A common type of mutation seemingly occurring when an mRNA molecule included a premature ‘stop’ signal was focused on by the investigators. Known as a premature stop codon, this is said to command a cell to stop reading the genetic instructions via the process. This is likely to result in an incomplete shortened protein. mRNA was altered by the researchers as part of the investigation so as to transform a stop signal into a ‘go’ signal. The results were created in both in vitro and in live yeast cells.

“This is a very exciting finding,” mentioned Yi-Tao Yu, Ph.D., lead study author and associate professor of Biochemistry and Biophysics at the Medical Center. “No one ever imagined that you could alter a stop codon the way we have and allow translation to continue uninterrupted like it was never there in the first place.”

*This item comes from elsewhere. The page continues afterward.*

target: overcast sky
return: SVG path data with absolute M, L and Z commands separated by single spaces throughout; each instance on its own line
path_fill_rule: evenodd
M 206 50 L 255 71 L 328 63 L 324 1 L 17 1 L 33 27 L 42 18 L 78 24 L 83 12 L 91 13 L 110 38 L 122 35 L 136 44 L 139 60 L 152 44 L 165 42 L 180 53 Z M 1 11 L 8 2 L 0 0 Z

If existing estimates are to be believed then nearly a third of genetic diseases are a result of premature stop codons being present. Hence, these findings could be important in the development of treatment methods tailored to aid the body in overriding stop codons. Thereon, it could help in the production of enough full-length proteins too.

Along with first author John Karijolich, Ph.D., Yu employed a different kind of RNA called guide RNA which helped change mRNA. An artificial guide RNA was developed by the team and then programmed to target and modify a particular stop cordon in mRNA.

“The fact that this strategy worked – that the guide RNA we created found its way to its target, the stop codon, and directed the desired structure change – is pretty remarkable. Guide RNAs weren’t thought to have access to messenger RNA, so no one believed they could target messenger RNA for modification,” shared Karijolich, who conducted the research as a graduate student at Rochester, but is now a postdoctoral fellow in the Department of Biochemistry at the Robert Wood Johnson Medical School. “Our results bring up the question of whether a similar process may be happening naturally.”

Yu intends investigating further if and how targeted mRNA modification occurs naturally.

The research is published in the journal Nature.